Il faut donc trouver de nouvelles raisons pour dire pourquoi ce n'est pas bien d'être xénophobe. Rosaelle a repris le sujet, proposant un renforcement de la laïcité et un approfondissement de l'histoire dans l'éducation. Ce dernier point me paraît important, le seul probléme étant qu'il faudrait aller plus vite. Éduquer prend une génération, tandis Buisson, Copé et les autres innovent toutes les semaines.

 

Ce n'est pas comme si la société française est devenue subitement plus xénophobe ou islamophobe qu'avant. Les changements de comportement que nous observons à droite sont dûs au simple fait que leur marge d'expansion électorale n'est plus au centre mais à l'extrême droite. Ils ont découverte en même temps que la pêche aux voix "marinistes" ne leur coûte presque rien chez leurs électeurs centristes. Même le désaveu de Bayrou juste avant le second tour n'a pas eu un impact énorme en termes de reports de voix. La mollesse des humanistes (tiens, titre de billet à venir) permet finalement toutes les dérives. Quoiqu'il en soit, il est important de se rappeler qu'il s'agit finalement d'un partie de l'électorat qui exerce beaucoup d'influence justement à cause de son instablilité : ceux qui votent Le Pen, estime-t-on, pourraient voter tout aussi bien pour l'UMP ; ils peuvent donc influencer une élection en apportant quelques points supplémentaires précieux. Rien ne nous indique que l'ensemble de la population les suivent.

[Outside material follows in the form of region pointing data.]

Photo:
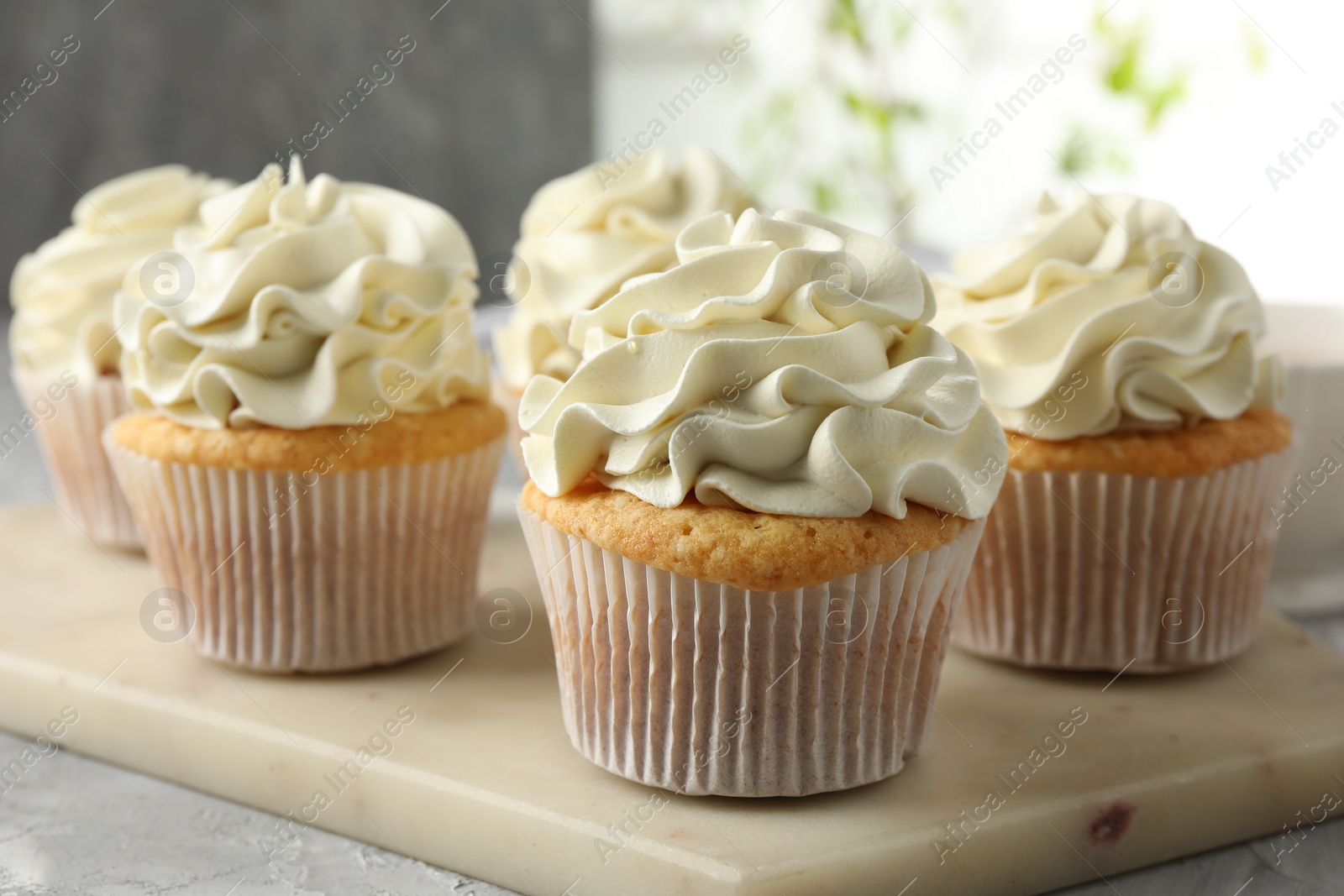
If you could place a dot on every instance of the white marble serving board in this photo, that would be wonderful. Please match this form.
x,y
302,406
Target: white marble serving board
x,y
484,781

Ce qui a changé, et c'est ce qui explique la mollesse des humanistes, c'est-à-dire les "humanistes" de droite, c'est que, comme je disais, les arguments qui mettaient naguère la xénophobie hors jeu ne tiennent plus. Mon idée de l'autre jour était qu'en lâchant l'antisémitisme, Marine Le Pen a trouvé comment déjouer notre système de résistance à l'extrême droite. La xénophobie dirigée purement contre les "immigrés" (même s'ils ne sont pas des immigrés mais seulement des immigrés "d'apparence") ne suscite aucun scandale sur les plateaux télé. Se demander s'il n'y a pas "trop d'immigrés en France" passe pour une question ordinaire, alors qu'elle n'est que la reformulation de l'idée de la "purification éthnique" qui a connu un vif succès en Serbie pendant les années 90. La savante confusion entretenue entre Islam, "immigrés" et insécurité finit par justifier dans les esprits des téléspectateurs le sérieux de cette idée de "trop".

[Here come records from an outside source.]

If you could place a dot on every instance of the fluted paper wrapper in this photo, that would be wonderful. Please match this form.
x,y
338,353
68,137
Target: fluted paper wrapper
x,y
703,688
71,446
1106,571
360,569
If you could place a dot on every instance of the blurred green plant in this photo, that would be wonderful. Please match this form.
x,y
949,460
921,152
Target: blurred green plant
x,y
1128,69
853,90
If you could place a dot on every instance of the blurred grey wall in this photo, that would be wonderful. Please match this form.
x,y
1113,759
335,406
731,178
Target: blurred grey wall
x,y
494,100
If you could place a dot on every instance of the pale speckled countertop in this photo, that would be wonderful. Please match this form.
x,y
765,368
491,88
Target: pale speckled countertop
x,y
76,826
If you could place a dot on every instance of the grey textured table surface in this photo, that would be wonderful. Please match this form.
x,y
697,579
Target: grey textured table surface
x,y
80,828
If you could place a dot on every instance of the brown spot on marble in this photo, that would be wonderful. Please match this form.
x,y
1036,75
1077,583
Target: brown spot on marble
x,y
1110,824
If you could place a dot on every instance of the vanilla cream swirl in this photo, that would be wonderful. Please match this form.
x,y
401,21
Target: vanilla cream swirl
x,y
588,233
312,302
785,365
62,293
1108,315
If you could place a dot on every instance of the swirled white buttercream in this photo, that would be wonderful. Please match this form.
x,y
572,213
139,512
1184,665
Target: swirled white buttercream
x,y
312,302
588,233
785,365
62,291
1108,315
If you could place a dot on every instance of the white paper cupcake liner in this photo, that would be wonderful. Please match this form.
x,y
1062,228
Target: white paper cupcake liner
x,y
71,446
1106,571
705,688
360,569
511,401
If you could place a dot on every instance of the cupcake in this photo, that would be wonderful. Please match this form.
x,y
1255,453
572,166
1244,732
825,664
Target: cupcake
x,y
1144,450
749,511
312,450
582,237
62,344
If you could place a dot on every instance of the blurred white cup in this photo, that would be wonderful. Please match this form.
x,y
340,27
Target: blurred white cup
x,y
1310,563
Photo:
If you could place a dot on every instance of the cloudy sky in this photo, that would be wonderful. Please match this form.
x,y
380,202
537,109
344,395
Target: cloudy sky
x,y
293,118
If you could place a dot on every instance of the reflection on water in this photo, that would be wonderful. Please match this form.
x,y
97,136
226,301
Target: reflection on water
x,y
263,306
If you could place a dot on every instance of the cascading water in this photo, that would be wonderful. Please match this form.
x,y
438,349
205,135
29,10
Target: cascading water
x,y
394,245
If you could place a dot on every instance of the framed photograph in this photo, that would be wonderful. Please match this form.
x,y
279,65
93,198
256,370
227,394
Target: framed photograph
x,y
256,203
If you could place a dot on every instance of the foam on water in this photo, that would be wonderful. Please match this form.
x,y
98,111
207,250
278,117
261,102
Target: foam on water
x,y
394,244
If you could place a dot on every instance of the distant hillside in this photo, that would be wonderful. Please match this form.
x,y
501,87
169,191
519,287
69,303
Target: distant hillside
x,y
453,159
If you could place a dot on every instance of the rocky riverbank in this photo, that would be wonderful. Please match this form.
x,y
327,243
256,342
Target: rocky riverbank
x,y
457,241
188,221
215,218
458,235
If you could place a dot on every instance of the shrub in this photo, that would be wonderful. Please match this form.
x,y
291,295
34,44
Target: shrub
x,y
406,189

Prenez cet éditorialiste de chez Atlantico, qui, tout en admettant la présence de toutes ces autres "nations" sur le sol français, représentées par les fameux drapeaux de la Bastille, déplore l'absence du drapeau tricolore qui

[Semble] faire honte à ceux qui admettent tous les nationalismes à condition qu’ils ne soient pas français, qui sont ouverts à tous les communautarismes dès lors que la communauté dont il s’agit n’est pas la communauté française

La "communauté française", cela devient presque une éthnie qui doit se défendre contre les autres.

 

C'est sur ce plan de ce qui constitue aujourd'hui une attitude ordinaire vis-à-vis de ces thématiques que tout se joue. Car même si on n'est pas soi-même xénophobe, leur banalisation fait qu'un "humaniste" n'a plus d'angoisse à cohabiter, dans un même parti, avec de véritables xénophobes, ou, et c'est presque pire, des gens qui savent manipuler la peur et la haine à des fins purement électoralistes.

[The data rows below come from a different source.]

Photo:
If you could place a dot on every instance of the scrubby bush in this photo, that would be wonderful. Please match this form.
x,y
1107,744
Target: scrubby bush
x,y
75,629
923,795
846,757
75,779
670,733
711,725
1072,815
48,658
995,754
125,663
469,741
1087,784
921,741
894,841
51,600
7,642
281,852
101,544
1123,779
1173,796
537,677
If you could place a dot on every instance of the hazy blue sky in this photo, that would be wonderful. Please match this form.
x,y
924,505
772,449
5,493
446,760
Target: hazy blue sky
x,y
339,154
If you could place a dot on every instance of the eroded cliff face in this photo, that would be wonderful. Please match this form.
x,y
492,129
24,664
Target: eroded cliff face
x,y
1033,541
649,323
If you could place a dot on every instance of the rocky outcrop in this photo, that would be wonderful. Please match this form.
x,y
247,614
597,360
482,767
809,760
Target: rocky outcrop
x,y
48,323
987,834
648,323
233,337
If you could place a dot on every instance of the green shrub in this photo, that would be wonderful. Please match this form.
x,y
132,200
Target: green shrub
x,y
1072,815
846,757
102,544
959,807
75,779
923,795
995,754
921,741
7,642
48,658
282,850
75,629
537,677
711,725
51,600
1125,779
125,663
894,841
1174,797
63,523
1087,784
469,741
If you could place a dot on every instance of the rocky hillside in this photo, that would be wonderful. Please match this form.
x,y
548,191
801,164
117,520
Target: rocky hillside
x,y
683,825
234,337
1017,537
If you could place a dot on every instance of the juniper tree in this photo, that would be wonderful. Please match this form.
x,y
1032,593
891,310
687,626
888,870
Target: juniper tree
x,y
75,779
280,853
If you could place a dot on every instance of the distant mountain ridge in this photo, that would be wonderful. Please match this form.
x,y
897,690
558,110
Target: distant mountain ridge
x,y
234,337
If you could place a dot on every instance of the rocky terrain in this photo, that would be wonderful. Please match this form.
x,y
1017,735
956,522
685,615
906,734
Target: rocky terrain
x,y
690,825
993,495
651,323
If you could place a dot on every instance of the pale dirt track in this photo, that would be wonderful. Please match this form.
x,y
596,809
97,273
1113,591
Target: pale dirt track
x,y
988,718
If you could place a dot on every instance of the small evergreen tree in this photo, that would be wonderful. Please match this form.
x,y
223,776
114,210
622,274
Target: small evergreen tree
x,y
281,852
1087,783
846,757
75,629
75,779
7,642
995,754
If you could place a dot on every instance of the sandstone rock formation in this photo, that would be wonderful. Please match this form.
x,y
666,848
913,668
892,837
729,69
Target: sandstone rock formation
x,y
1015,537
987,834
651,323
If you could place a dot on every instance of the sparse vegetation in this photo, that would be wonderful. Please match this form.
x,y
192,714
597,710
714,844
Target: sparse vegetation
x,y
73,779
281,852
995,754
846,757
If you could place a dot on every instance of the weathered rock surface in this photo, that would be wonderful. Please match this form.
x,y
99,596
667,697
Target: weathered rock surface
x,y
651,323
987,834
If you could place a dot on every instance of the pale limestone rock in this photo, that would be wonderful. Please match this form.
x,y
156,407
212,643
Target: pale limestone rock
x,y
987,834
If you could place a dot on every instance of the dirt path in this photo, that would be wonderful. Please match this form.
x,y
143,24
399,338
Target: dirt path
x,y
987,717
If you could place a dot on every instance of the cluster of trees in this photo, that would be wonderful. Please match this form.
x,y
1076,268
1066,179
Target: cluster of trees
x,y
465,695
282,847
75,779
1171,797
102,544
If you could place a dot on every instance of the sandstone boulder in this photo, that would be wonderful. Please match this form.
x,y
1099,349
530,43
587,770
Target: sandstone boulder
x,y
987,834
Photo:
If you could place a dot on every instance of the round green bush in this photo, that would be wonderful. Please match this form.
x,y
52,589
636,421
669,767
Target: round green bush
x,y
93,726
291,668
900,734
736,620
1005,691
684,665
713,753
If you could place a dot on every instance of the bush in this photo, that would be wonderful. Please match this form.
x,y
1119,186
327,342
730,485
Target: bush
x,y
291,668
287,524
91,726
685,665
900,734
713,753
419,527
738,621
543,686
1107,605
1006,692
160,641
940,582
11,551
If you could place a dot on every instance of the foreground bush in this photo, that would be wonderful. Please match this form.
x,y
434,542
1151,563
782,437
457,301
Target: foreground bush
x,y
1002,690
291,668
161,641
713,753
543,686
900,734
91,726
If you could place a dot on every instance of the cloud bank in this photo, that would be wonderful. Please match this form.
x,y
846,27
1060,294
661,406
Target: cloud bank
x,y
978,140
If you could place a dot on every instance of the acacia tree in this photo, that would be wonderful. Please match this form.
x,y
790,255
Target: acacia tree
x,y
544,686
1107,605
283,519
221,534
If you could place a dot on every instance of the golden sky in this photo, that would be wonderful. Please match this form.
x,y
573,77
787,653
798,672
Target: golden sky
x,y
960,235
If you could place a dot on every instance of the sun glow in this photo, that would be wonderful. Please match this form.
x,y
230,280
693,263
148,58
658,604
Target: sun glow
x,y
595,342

Et c'est là peut-être que l'on peut identifier une valeur – valeur négative – qui pourrait servir à fonder la contre-attaque aux dérives de l'UMP, cette UMP que représente Jean-François Copé quand il dit "quand on vote Front national, on a Taubira", c'est l'hypocrisie. Si ce n'est pas bien d'être xénophobe, c'est pire de l'encourager et d'en profiter. Le quinquennat de Sarkozy fut une longue tentative de concrétiser une politique xénophobe, symbolique mais bien réelle aussi. Les resultats n'ont pas satisfait ces électeurs qui ont choisi Marine Le Pen au premier tour. Le reste n'est que gesticulation, instrumentalisation et exploitation. Cynique. Hypocrite. Dans un premier temps, c'est de là, à mon avis, que doit partir la riposte.